Hornswaggler | The culture, the humor, a bit of the sports, not so much the politics, and the workplace distraction

Hornswaggle is an alternate spelling of hornswoggle, an archaic word that means to bamboozle or hoodwink. I take my pronunciation from the late Harvey Korman in "Blazing Saddles" --

"I want rustlers, cutthroats, murderers, bounty hunters, desperados, mugs, pugs, thugs, nitwits, halfwits, dimwits, vipers, snipers, conmen, Indian agents, Mexican bandits, muggers, buggerers, bushwhackers, hornswagglers, horse thieves, bull dykes, train robbers, bank robbers, ass kickers, shit kickers and Methodists!"

Culture, Humor, Sports
Workplace Distraction

Tuesday, July 06, 2004

It's the Life ticket

Thank the Lord! Kerry chose Edwards. As opposed to, say, Dick Gephart, with whom Kerry would have joined to form the oh so fresh and exciting Cadaver ticket.

Edwards will prove to be a big target for Bush-Cheney in his opposition to NAFTA but A) So what? B) It is so easy to defend one's opposition to NAFTA, it makes one wonder, how retarded are these Democrats anyway?

If you're opposed to NAFTA, then you don't have a problem with the American workers, because they'll back you. When you explain your position to the wealthy, all you have to do is say, look, I'm not opposed to free trade, the fact of the matter is that NAFTA is a flawed agreement on a number of levels that has to be reformed and refined.

Wealthy Americans are generally, ipso facto, not incredibly stupid.

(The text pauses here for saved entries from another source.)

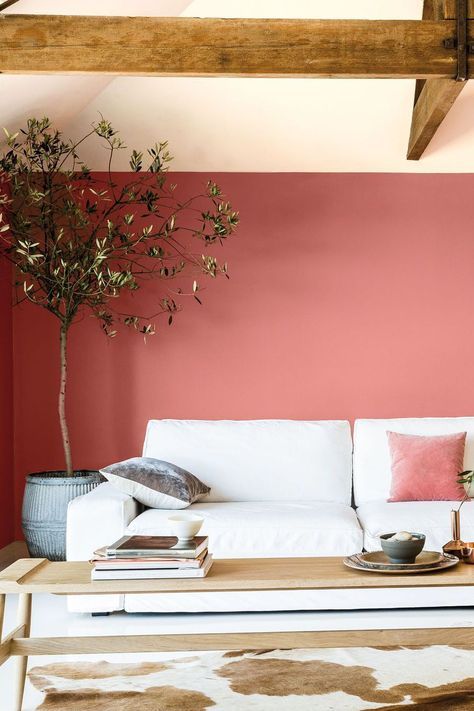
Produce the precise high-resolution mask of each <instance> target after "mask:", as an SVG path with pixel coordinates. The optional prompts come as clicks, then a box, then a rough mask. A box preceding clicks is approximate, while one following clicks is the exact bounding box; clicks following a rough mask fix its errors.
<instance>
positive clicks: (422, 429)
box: [354, 417, 474, 506]
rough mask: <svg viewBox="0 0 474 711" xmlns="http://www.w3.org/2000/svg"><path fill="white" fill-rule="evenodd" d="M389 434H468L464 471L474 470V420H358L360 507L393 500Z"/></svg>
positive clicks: (405, 418)
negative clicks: (389, 498) (364, 504)
mask: <svg viewBox="0 0 474 711" xmlns="http://www.w3.org/2000/svg"><path fill="white" fill-rule="evenodd" d="M387 431H390V432H400V433H401V434H412V435H445V434H454V433H459V432H466V433H467V436H466V447H465V450H464V465H463V468H464V469H473V468H474V417H420V418H416V417H414V418H397V419H390V420H356V421H355V424H354V500H355V503H356V505H357V506H360V504H364V503H366V502H368V501H387V500H388V498H389V497H390V484H391V479H392V472H391V459H390V451H389V446H388V439H387ZM421 474H423V473H421Z"/></svg>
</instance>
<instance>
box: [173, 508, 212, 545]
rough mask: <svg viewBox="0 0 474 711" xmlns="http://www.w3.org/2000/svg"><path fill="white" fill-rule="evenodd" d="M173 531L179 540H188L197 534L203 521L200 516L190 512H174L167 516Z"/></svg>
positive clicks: (189, 539) (200, 529)
mask: <svg viewBox="0 0 474 711" xmlns="http://www.w3.org/2000/svg"><path fill="white" fill-rule="evenodd" d="M168 521H169V523H170V526H171V528H172V529H173V533H174V535H175V536H177V538H178V539H179V540H180V541H190V540H192V539H193V538H194V536H197V534H198V533H199V531H200V530H201V526H202V523H203V521H204V519H203V517H202V516H198V515H197V514H191V513H182V514H174V515H173V516H169V517H168Z"/></svg>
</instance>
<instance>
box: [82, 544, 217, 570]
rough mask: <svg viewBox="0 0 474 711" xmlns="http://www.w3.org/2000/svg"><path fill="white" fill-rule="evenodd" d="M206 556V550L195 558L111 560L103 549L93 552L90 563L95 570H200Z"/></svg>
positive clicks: (140, 557) (129, 558)
mask: <svg viewBox="0 0 474 711" xmlns="http://www.w3.org/2000/svg"><path fill="white" fill-rule="evenodd" d="M206 555H207V548H206V549H205V550H204V551H203V552H202V553H200V554H199V556H198V557H197V558H159V557H150V558H142V557H138V556H136V557H134V558H122V557H117V558H113V557H111V556H107V555H106V553H105V547H104V548H99V550H97V551H95V553H94V557H93V558H92V559H91V561H90V562H91V563H92V564H93V565H94V569H95V570H146V569H152V570H156V569H158V568H200V567H201V565H202V563H203V560H204V558H205V557H206Z"/></svg>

They know the Democratic Party is almost as much of a whore to Big Business as the GOP. They'll be taken care of.

This makes me think of how the liberals and progressives need to change the terms of debate when it comes to the free market and free trade, but that's a lengthy subject that deserves more thought than I can afford to give it right now.

Let's return to Edwards and imagine him at the podium during the Vice Presidential Debates, chipper, boyish, exuding charisma, then follow the camera as it pans over to Dick Cheney, dour and saturnine, his approval rating having hit an all-time low by this point with voters, let's watch as Cheney's aides open up the hatch in his humped back and pour in the oil in preparation for the debate.

Meanwhile, I woke up this morning with renewed optimism that George W. Bush will suffer an on-camera meltdown at some point in this election campaign. If there are any people out there who know how to cast spells, just to give us that extra edge, I would say go for it, but you didn't hear it from me.